Immunofluorescence staining
Cells were grown in 8-well Lab-Tek chamber slides (Thermo Fisher Scientific) and fixed in 4% paraformaldehyde for 10min at room temperature. Then, washed three times in PBS. Fixed cells were permeabilized in 0,5% Triton X-100 (Sigma-Aldrich) in PBS buffer for 10min at room temperature. And then washed in PBST (PBS with 0.1% Tween (Sigma-Aldrich)) for 2min at RT. Then cells were incubated in a blocking solution containing 10% bovine serum albumin (BSA, Sigma) and 0.01% Triton X-100 for 1h at room temperature. Cells were then left at 4°C overnight in a blocking solution containing the primary antibody: mouse E-Cadherin (BD Biosciences, 1:1000) and mouse N-Cadherin (BD Biosciences, 1:1000). The next day, the cells were washed three times in PBS and then incubated with the secondary antibody for 45min at room temperature. Goat anti-mouse IgG, (1:1000, Life Technologies) conjugated to Alexa Fluor-555, was used as a secondary antibody. Nuclear staining was performed with DAPI (1:1000, Biogen Cientifica). Images were taken with a Leica TCS SP8 confocal microscopy system and were analyzed with Fiji (ImageJ).

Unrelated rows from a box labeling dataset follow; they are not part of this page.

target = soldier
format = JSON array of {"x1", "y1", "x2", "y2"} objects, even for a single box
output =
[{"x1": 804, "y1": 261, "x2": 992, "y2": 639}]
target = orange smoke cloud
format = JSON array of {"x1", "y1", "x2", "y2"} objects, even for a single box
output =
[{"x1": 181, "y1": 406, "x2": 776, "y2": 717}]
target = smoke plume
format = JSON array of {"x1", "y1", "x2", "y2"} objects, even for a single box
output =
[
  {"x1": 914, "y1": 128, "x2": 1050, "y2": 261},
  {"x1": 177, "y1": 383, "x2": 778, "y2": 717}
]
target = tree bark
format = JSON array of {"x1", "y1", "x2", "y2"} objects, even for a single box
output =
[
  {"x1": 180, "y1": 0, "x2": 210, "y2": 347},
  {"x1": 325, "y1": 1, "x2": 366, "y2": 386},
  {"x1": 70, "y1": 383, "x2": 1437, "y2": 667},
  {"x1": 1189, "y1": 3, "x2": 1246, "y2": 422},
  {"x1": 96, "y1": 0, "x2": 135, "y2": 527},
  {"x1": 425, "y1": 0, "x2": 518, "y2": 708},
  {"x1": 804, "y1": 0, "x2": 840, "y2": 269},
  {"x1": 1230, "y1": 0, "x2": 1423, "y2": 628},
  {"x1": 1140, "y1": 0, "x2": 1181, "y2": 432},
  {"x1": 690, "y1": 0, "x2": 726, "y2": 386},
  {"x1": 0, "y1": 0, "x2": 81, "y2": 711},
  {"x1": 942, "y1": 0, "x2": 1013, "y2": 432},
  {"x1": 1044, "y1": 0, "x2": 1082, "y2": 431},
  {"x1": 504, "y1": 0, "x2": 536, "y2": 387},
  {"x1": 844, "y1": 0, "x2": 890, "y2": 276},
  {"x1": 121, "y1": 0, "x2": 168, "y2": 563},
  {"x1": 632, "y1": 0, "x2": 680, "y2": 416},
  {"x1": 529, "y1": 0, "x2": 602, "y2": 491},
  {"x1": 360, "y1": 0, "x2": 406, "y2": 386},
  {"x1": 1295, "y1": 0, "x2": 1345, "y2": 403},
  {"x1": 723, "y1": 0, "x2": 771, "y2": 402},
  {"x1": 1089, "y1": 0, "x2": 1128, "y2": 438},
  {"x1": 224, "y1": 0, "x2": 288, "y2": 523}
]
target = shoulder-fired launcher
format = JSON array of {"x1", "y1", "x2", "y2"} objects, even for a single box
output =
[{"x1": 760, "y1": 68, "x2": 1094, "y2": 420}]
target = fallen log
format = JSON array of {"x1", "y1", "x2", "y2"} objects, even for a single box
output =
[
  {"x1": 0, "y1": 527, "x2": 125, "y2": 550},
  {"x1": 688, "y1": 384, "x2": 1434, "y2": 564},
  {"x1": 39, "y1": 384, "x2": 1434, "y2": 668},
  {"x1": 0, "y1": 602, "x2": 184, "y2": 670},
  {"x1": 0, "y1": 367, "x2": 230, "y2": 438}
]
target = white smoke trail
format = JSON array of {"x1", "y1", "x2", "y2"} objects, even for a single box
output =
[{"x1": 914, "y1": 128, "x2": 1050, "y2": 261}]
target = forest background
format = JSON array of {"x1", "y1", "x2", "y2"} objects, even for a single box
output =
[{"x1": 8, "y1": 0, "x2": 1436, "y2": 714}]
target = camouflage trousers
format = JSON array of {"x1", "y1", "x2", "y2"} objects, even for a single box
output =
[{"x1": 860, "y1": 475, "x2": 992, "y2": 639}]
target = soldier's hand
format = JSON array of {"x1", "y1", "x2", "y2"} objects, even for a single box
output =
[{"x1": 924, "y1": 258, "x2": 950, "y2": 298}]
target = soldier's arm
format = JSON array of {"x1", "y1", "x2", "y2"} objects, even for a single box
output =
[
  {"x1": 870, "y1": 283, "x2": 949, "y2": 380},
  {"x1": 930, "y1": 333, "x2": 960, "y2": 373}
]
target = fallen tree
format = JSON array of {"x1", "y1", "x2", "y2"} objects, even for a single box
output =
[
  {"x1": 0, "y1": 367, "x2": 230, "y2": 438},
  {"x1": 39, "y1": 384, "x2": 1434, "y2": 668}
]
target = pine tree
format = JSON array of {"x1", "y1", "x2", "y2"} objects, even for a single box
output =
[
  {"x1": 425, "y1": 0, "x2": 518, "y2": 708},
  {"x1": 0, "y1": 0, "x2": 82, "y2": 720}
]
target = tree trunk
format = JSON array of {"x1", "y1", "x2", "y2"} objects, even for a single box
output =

Differential expression of pluripotency, 2C-like state and lineage commitment-related genes in mESCs sorted by proliferation rate (CFSE)
Pluripotent state gene markers are chosen from 4 different studies[28, 84-86], only genes that are used as pluripotent state gene marker in at least 2 of these 4 papers are used in this paper. Lineage commitment and 2C-like state gene markers are the same as genes in Figure 5A and key differentiation regulators in Figure 6 of Kolodziejczyk et al.[84]. To see the corresponding pluripotent cell state of fast and slow proliferating mESCs, we calculated the mean expression of naïve pluripotent markers in four fast-proliferating and four slow-proliferating replicates and log2(fast/slow) was calculated to compare genes expression in fast proliferating subpopulation and slow proliferating sub-population. The same method was applied to lineage commitment gene markers and 2C-like state gene markers.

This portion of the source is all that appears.